Mulligan T, Iranmanesh A, Veldhuis J D
Geriatrics and Extended Care Service Line, McGuire Veterans Affairs Medical Center, Richmond, Virginia 23249, USA.
J Clin Endocrinol Metab. 2001 Nov;86(11):5547-53. doi: 10.1210/jcem.86.11.8004.
The present investigation tests the clinical hypothesis that Leydig-cell responsiveness to pulsatile and midphysiological LH drive is impaired in older men. To this end, we implemented a novel clinical investigative paradigm consisting of preadministration of an LH-down-regulating dose (3.75 mg) of leuprolide acetate followed, 3-4 wk later, by controlled challenge of the testis, with pulsatile iv infusions of saline vs. recombinant human (rh) LH. Based on a preliminary dose-finding experiment, we evaluated LH action in 8 young (ages, 18-25 yr) and 7 older (ages, 60-85 yr) volunteers by infusing eight consecutive 6-min squarewave pulses of saline or 50 IU rhLH iv every 2 h. Analyses were carried out 48 or 72 h apart in a prospective, randomly assigned, double-blind, within-subject cross-over design. Serum concentrations of T (RIA) and LH (immunoradiometric assay) were measured in blood sampled every 10 min concurrently. Leuprolide injection suppressed pre-LH-infusion (0800 h baseline) serum T concentrations (pooled mean +/- SEM) markedly in both age groups (P < 10(-3)); namely, to 40 +/- 20 ng/dl (young) and 12 +/- 3.1 ng/dl (older; P < 0.05 vs. young) (to convert to nM, multiply by 0.0347). Successive iv pulses of rhLH stimulated T output, over time, to an asymptotic maximum of 166 +/- 42 ng/dl in young men (P = 0.0008 vs. saline) and 57 +/- 9.8 ng/dl in older subjects (P = NS vs. saline, and P < 0.05 vs. young). Further regression analyses identified significant reductions of both the initial rate and maximum of the time-dependent incremental rise in LH-driven serum T concentrations in older men. In contrast, infused serum LH concentrations, distribution volumes, and calculated LH half-lives were comparable in the two age cohorts. We conclude that older men manifest both a delayed initial and reduced maximal serum T concentration rise compared with young men exposed to identical controlled midphysiological pulsatile LH drive.

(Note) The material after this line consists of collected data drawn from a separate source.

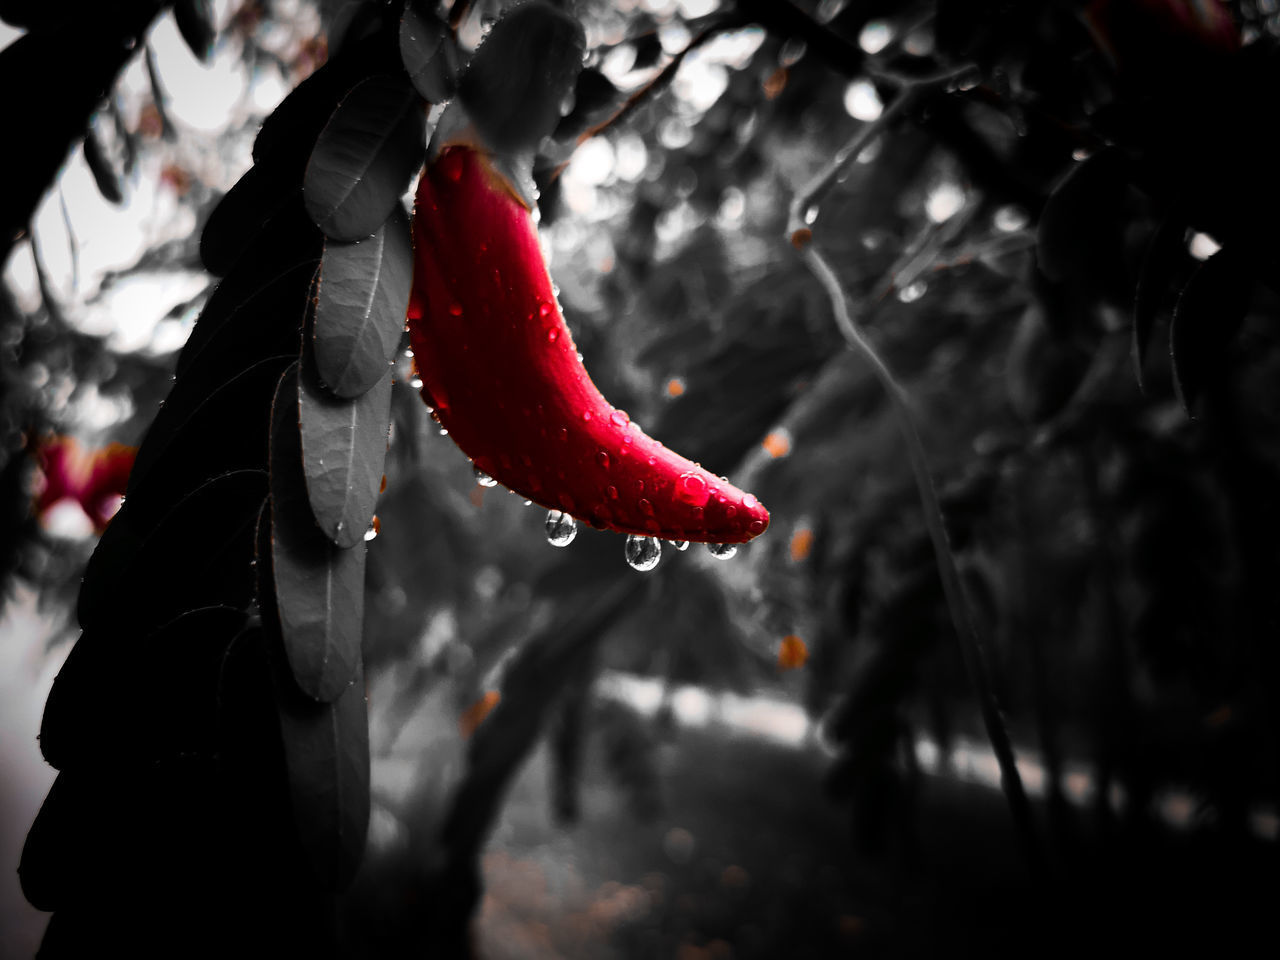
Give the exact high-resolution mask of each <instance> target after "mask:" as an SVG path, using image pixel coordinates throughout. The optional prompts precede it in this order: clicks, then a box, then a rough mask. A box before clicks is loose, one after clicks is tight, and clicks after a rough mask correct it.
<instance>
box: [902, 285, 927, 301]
mask: <svg viewBox="0 0 1280 960" xmlns="http://www.w3.org/2000/svg"><path fill="white" fill-rule="evenodd" d="M927 289H928V287H927V285H925V283H924V280H916V282H915V283H909V284H908V285H906V287H904V288H902V289H900V291H899V292H897V298H899V300H900V301H902V302H904V303H914V302H915V301H918V300H919V298H920V297H923V296H924V292H925V291H927Z"/></svg>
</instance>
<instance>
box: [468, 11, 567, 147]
mask: <svg viewBox="0 0 1280 960" xmlns="http://www.w3.org/2000/svg"><path fill="white" fill-rule="evenodd" d="M585 46H586V36H585V35H584V32H582V27H581V24H580V23H579V22H577V20H576V19H573V18H572V17H570V15H568V14H566V13H564V12H563V10H558V9H557V8H554V6H552V5H550V4H548V3H541V1H538V3H529V4H524V5H521V6H516V8H513V9H512V10H511V12H509V13H507V14H506V15H504V17H503V18H502V19H500V20H498V23H495V24H494V27H493V29H492V31H490V32H489V36H488V37H486V38H485V41H484V42H483V44H481V45H480V49H479V50H476V52H475V56H472V58H471V64H470V65H468V67H467V72H466V73H465V74H463V77H462V81H461V83H460V84H458V97H460V99H461V101H462V105H463V106H465V108H466V110H467V115H468V116H470V118H471V122H472V123H474V124H475V127H476V129H477V131H479V132H480V136H481V137H483V140H484V142H485V143H488V146H489V147H490V148H492V150H493V151H494V152H497V154H516V152H521V151H527V150H532V148H534V147H536V146H538V142H539V141H540V140H541V138H543V137H545V136H548V134H549V133H550V132H552V131H554V129H556V124H557V123H558V122H559V116H561V104H562V102H563V101H564V97H566V96H568V93H570V92H572V90H573V81H575V79H576V78H577V74H579V70H581V69H582V51H584V49H585Z"/></svg>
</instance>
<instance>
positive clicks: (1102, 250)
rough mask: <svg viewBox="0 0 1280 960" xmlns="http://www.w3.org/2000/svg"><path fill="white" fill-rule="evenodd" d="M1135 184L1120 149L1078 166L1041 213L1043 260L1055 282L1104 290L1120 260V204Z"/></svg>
mask: <svg viewBox="0 0 1280 960" xmlns="http://www.w3.org/2000/svg"><path fill="white" fill-rule="evenodd" d="M1128 182H1129V170H1128V164H1126V161H1125V159H1124V155H1123V154H1121V152H1120V151H1119V150H1101V151H1098V152H1097V154H1094V155H1093V156H1091V157H1089V159H1087V160H1082V161H1080V163H1079V164H1076V165H1075V166H1074V168H1073V169H1071V172H1070V173H1069V174H1068V175H1066V178H1065V179H1064V180H1062V182H1061V183H1060V184H1059V186H1057V189H1055V191H1053V193H1052V195H1051V196H1050V198H1048V201H1047V202H1046V204H1044V210H1043V211H1042V212H1041V219H1039V228H1038V232H1037V237H1036V242H1037V257H1038V261H1039V268H1041V270H1043V271H1044V275H1046V276H1048V278H1050V279H1051V280H1055V282H1062V280H1083V282H1087V283H1089V284H1092V285H1097V287H1103V285H1106V284H1107V283H1108V282H1110V280H1111V279H1112V276H1114V273H1115V269H1116V265H1117V262H1119V260H1120V241H1121V236H1120V233H1121V228H1120V202H1121V200H1123V198H1124V191H1125V187H1126V186H1128Z"/></svg>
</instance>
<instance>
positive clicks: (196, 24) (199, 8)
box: [173, 0, 216, 61]
mask: <svg viewBox="0 0 1280 960" xmlns="http://www.w3.org/2000/svg"><path fill="white" fill-rule="evenodd" d="M173 18H174V19H175V20H177V22H178V32H179V33H182V38H183V40H184V41H186V42H187V46H188V47H189V49H191V52H193V54H195V55H196V56H197V58H198V59H200V60H202V61H207V60H209V55H210V54H211V52H212V49H214V36H215V35H216V31H215V29H214V10H212V6H211V5H210V3H209V0H174V5H173Z"/></svg>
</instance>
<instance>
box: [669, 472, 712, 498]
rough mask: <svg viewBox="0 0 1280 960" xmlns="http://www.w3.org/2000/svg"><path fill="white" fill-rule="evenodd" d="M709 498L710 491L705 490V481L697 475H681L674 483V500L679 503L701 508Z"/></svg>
mask: <svg viewBox="0 0 1280 960" xmlns="http://www.w3.org/2000/svg"><path fill="white" fill-rule="evenodd" d="M709 497H710V490H709V489H708V488H707V481H705V480H703V479H701V477H700V476H699V475H698V474H694V472H689V474H682V475H681V476H680V479H678V480H677V481H676V499H677V500H680V502H681V503H689V504H691V506H694V507H701V506H703V504H705V503H707V499H708V498H709Z"/></svg>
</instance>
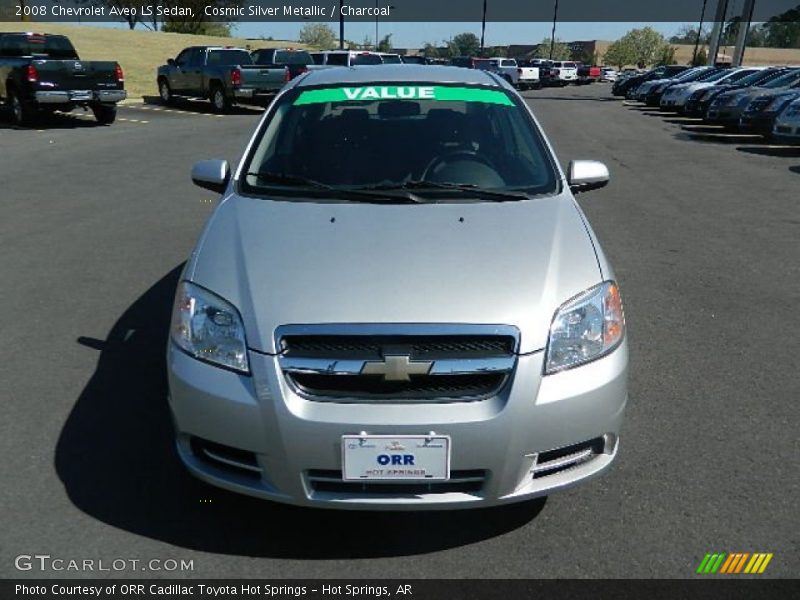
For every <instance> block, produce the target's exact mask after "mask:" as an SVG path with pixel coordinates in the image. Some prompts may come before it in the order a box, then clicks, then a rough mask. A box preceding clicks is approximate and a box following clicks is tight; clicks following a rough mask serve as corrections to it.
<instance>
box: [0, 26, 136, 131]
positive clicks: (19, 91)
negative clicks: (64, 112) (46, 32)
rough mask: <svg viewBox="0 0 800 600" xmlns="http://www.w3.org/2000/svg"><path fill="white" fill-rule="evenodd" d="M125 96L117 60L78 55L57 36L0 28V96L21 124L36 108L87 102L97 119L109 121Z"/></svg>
mask: <svg viewBox="0 0 800 600" xmlns="http://www.w3.org/2000/svg"><path fill="white" fill-rule="evenodd" d="M126 97H127V92H126V91H125V76H124V74H123V72H122V67H120V65H119V63H117V62H115V61H97V60H92V61H87V60H81V59H80V57H79V56H78V53H77V52H76V51H75V48H74V47H73V46H72V43H71V42H70V41H69V39H68V38H67V37H65V36H63V35H50V34H42V33H0V101H4V102H5V103H6V104H7V105H8V106H9V107H10V108H11V118H12V120H13V121H14V123H15V124H17V125H27V124H28V123H30V122H31V121H32V120H33V119H34V118H35V117H36V115H37V114H38V113H40V112H53V111H60V112H69V111H71V110H73V109H75V108H77V107H88V108H90V109H91V110H92V112H93V113H94V116H95V119H97V122H98V123H101V124H103V125H110V124H111V123H113V122H114V119H116V116H117V103H118V102H120V101H122V100H124V99H125V98H126Z"/></svg>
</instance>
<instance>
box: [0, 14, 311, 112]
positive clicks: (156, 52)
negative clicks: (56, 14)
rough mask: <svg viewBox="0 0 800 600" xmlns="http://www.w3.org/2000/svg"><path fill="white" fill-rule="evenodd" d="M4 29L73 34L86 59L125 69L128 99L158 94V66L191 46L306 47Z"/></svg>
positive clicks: (38, 23) (56, 31)
mask: <svg viewBox="0 0 800 600" xmlns="http://www.w3.org/2000/svg"><path fill="white" fill-rule="evenodd" d="M2 30H3V31H36V32H39V33H60V34H63V35H66V36H67V37H69V39H70V40H71V41H72V44H73V45H74V46H75V49H76V50H77V51H78V56H80V57H81V58H82V59H84V60H116V61H117V62H118V63H119V64H120V65H121V66H122V69H123V70H124V71H125V89H127V90H128V98H133V99H139V98H142V97H143V96H157V95H158V90H157V88H156V69H157V68H158V66H159V65H162V64H164V63H166V61H167V59H168V58H175V56H177V54H178V52H180V51H181V50H182V49H183V48H185V47H187V46H203V45H208V46H211V45H219V46H237V47H241V48H246V47H247V46H250V49H251V50H255V49H257V48H275V47H293V48H302V47H303V46H302V44H299V43H298V42H292V41H286V40H274V41H266V40H245V39H242V38H222V37H212V36H205V35H188V34H182V33H163V32H160V31H158V32H155V31H147V30H143V29H136V30H133V31H130V30H126V29H111V28H108V27H91V26H85V25H84V26H80V25H62V24H53V23H3V24H2Z"/></svg>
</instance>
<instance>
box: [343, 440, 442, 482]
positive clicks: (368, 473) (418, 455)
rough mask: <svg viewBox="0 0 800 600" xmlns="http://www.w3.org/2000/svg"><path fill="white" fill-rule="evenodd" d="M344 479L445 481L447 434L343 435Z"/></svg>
mask: <svg viewBox="0 0 800 600" xmlns="http://www.w3.org/2000/svg"><path fill="white" fill-rule="evenodd" d="M342 478H343V479H344V480H345V481H446V480H448V479H449V478H450V436H448V435H433V434H431V435H411V436H409V435H399V436H398V435H344V436H342Z"/></svg>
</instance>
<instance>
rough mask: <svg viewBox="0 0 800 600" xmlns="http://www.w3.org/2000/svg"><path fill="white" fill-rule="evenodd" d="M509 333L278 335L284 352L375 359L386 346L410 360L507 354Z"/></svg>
mask: <svg viewBox="0 0 800 600" xmlns="http://www.w3.org/2000/svg"><path fill="white" fill-rule="evenodd" d="M514 343H515V340H514V338H513V337H510V336H509V337H497V336H469V337H466V336H437V337H432V336H396V335H395V336H376V337H372V336H358V335H341V336H321V335H317V336H314V335H290V336H285V337H284V338H282V343H281V349H282V350H283V354H284V356H302V357H307V358H328V359H333V360H336V359H338V360H343V359H362V360H379V359H380V358H381V357H382V355H383V350H384V349H386V348H397V349H403V350H405V351H407V353H408V355H409V356H410V358H411V359H412V360H420V359H434V360H435V359H442V358H484V357H487V356H508V355H509V354H511V353H512V352H513V351H514Z"/></svg>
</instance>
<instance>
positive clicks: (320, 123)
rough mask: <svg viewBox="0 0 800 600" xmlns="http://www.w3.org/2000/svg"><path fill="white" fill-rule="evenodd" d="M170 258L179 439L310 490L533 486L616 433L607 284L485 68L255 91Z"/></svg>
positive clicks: (504, 84) (589, 184) (553, 184)
mask: <svg viewBox="0 0 800 600" xmlns="http://www.w3.org/2000/svg"><path fill="white" fill-rule="evenodd" d="M192 178H193V180H194V182H195V183H196V184H198V185H200V186H202V187H204V188H207V189H211V190H214V191H217V192H219V193H221V194H222V198H221V200H220V202H219V204H218V206H217V207H216V210H215V211H214V213H213V214H212V215H211V218H210V219H209V221H208V223H207V224H206V226H205V229H204V231H203V233H202V235H201V237H200V239H199V241H198V243H197V246H196V248H195V249H194V252H193V253H192V255H191V257H190V259H189V260H188V262H187V264H186V267H185V269H184V271H183V273H182V276H181V281H180V284H179V285H178V290H177V293H176V298H175V306H174V313H173V319H172V325H171V334H170V341H169V345H168V350H167V360H168V371H169V392H170V397H169V402H170V407H171V410H172V414H173V418H174V423H175V429H176V435H177V448H178V453H179V455H180V457H181V459H182V461H183V462H184V464H185V465H186V467H187V468H188V469H189V470H190V471H191V472H192V473H193V474H194V475H196V476H197V477H199V478H200V479H203V480H205V481H206V482H209V483H211V484H214V485H217V486H220V487H223V488H227V489H229V490H233V491H236V492H240V493H244V494H250V495H253V496H257V497H261V498H265V499H269V500H274V501H278V502H287V503H292V504H298V505H305V506H318V507H341V508H359V509H364V508H376V509H377V508H383V509H426V508H468V507H478V506H489V505H497V504H503V503H509V502H516V501H521V500H527V499H530V498H533V497H536V496H543V495H547V494H549V493H550V492H553V491H555V490H559V489H562V488H565V487H568V486H571V485H573V484H576V483H579V482H582V481H585V480H587V479H589V478H591V477H593V476H596V475H598V474H600V473H602V472H603V471H605V470H606V469H607V468H608V467H609V466H610V465H611V463H612V462H613V460H614V458H615V457H616V455H617V452H618V449H619V431H620V426H621V423H622V420H623V412H624V409H625V403H626V401H627V369H628V348H627V342H626V336H625V321H624V317H623V312H622V302H621V298H620V291H619V288H618V286H617V283H616V282H615V279H614V274H613V272H612V270H611V267H610V265H609V264H608V261H607V260H606V258H605V256H604V255H603V252H602V250H601V249H600V245H599V243H598V241H597V239H596V237H595V235H594V233H593V232H592V229H591V228H590V227H589V224H588V223H587V221H586V218H585V216H584V214H583V213H582V212H581V210H580V208H579V207H578V205H577V203H576V202H575V199H574V197H573V192H577V191H587V190H589V189H592V188H597V187H601V186H603V185H605V184H606V183H607V181H608V171H607V169H606V168H605V166H603V165H602V164H600V163H597V162H593V161H574V162H572V163H570V166H569V170H568V173H567V174H566V175H565V174H564V173H562V171H561V170H560V168H559V166H558V164H557V162H556V160H555V158H554V156H553V151H552V149H551V148H550V146H549V144H548V142H547V140H546V139H545V137H544V134H543V133H542V130H541V128H540V127H539V125H538V123H537V121H536V119H535V118H534V115H533V114H532V112H531V111H530V109H529V108H528V107H527V106H526V104H525V103H524V101H523V100H522V99H521V98H520V96H519V95H517V94H516V92H514V90H513V89H512V88H511V87H510V86H508V85H507V84H506V83H505V82H504V81H502V80H501V79H500V78H498V77H497V76H496V75H493V74H491V73H487V72H484V71H480V70H472V69H459V68H455V67H453V68H449V67H427V66H413V65H406V66H394V65H392V66H388V65H387V66H370V67H355V68H340V69H328V70H321V71H314V72H311V73H309V74H307V75H305V76H303V77H301V78H298V79H297V80H295V81H293V82H291V83H290V84H289V85H287V86H286V87H285V88H284V89H283V90H282V91H281V93H280V94H279V95H278V96H277V97H276V98H275V100H274V102H273V103H272V104H271V106H270V107H269V108H268V109H267V111H266V113H265V115H264V118H263V119H262V120H261V122H260V124H259V125H258V128H257V130H256V132H255V134H254V136H253V138H252V140H251V142H250V144H249V145H248V147H247V149H246V150H245V152H244V157H243V158H242V160H241V163H240V164H239V166H238V168H237V169H236V171H235V173H231V172H230V171H229V167H228V165H227V163H226V162H225V161H203V162H200V163H198V164H196V165H195V167H194V169H193V171H192Z"/></svg>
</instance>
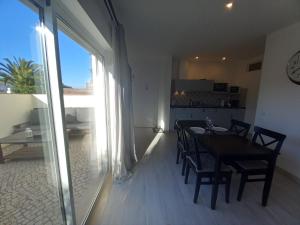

老年男性睾丸间质细胞对脉冲式及接近生理水平的促黄体生成素(LH)驱动的反应性受损。为此,我们实施了一种新的临床研究模式,即先给予醋酸亮丙瑞林3.75mg的LH下调剂量,3至4周后,通过对睾丸进行对照激发,静脉内脉冲输注生理盐水与重组人(rh)LH。基于一项初步的剂量探索实验,我们通过每2小时静脉内输注8个连续的6分钟方波脉冲生理盐水或50IU rhLH,评估了8名年轻志愿者(年龄18 - 25岁)和7名老年志愿者(年龄60 - 85岁)的LH作用。分析在48或72小时间隔进行,采用前瞻性、随机分配、双盲、受试者内交叉设计。每10分钟同时采集血样,测定血清睾酮(T,放射免疫分析法)和LH(免疫放射分析法)浓度。亮丙瑞林注射显著抑制了两个年龄组LH输注前(0800h基线)的血清T浓度(合并均值±标准误)(P < 10⁻³);即,年轻组降至40±±20ng/dl,老年组降至12±3.1ng/dl (老年组与年轻组相比P < 0.05)(如需换算为nM,乘以0.0347)。随着时间推移,连续静脉内注射rhLH刺激了T的分泌,年轻男性最终达到渐近最大值166±42ng/dl(与生理盐水相比P = 0.0008),老年受试者为57±9.8ng/dl(与生理盐水相比P =无显著性差异,与年轻组相比P < 0.05)。进一步的回归分析发现,老年男性LH驱动的血清T浓度随时间增加的初始速率和最大值均显著降低。相比之下,两个年龄组输注的血清LH浓度、分布容积和计算得出的LH半衰期相当。我们得出结论,与接受相同的接近生理水平的脉冲式LH驱动的年轻男性相比,老年男性血清T浓度升高的初始反应延迟且最大值降低。